With respect to trade execution and real-time reporting, the

Commission has not made a comparability determination at this time due

to the Commission's view that although a legislative framework for such

requirements exists in Japan, detailed regulations with which to

compare the requirements of the Commission's regulations on trade

execution and real-time public reporting under such framework are still

under consideration in Japan. The Commission may address these requests

in a separate notice at a later date, taking into account further

developments in the U.S. and Japan.

With respect to clearing and swap processing, this notice does not

address Sec. 50.2 (Treatment of swaps subject to a clearing

requirement), Sec. 50.4 (Classes of swaps required to be cleared),

Sec. 23.506 (Swap processing and clearing), or Sec. 23.610 (Clearing

member acceptance for clearing).

The mandatory clearing requirement in Japan, which is consistent

with the G20 commitments \7\ and objectives, was implemented in

November 2012, ahead of other G20 jurisdictions.
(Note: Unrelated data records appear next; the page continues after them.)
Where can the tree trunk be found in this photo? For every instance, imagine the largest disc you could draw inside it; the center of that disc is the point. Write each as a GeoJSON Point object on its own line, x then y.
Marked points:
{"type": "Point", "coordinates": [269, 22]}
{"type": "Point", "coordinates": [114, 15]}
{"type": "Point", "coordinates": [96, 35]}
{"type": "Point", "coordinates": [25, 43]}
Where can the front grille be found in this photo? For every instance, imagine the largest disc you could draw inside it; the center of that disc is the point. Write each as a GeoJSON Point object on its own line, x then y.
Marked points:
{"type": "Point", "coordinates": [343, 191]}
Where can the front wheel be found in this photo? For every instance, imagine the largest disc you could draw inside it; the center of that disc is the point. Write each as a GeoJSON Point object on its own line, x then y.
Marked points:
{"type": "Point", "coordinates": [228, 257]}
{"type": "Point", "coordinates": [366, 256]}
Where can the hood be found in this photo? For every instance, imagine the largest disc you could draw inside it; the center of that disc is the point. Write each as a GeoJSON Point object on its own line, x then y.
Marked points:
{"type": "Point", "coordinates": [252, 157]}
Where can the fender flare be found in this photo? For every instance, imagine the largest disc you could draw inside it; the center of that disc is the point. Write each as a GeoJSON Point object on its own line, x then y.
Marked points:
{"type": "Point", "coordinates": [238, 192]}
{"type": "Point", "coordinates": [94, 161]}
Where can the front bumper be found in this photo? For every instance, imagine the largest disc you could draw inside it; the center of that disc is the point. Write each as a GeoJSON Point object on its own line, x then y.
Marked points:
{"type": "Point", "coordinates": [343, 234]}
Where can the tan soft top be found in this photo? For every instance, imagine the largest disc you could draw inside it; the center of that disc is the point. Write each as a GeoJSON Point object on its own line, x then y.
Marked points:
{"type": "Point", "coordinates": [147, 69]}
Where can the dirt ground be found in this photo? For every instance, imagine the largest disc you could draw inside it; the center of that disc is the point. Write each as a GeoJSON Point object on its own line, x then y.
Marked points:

Japan's clearing

requirement, at its initial stage, is applied to transactions between

large domestic financial institutions registered under the Financial

Instruments and Exchange Act, No. 25 of 1948 (``FIEA''), who are

members of licensed clearing organizations \8\, for (i) certain credit

default swaps (i.e., those referencing iTraxx Japan--an investment-

grade index CDS from 50 Japanese firms); and (ii) certain interest rate

swaps (i.e., three month or six month Japanese yen LIBOR interest rate

swaps). According to Japanese authorities, the scope of entities and

products subject to the clearing requirement in Japan will be expanded

over the next two years in a phased manner.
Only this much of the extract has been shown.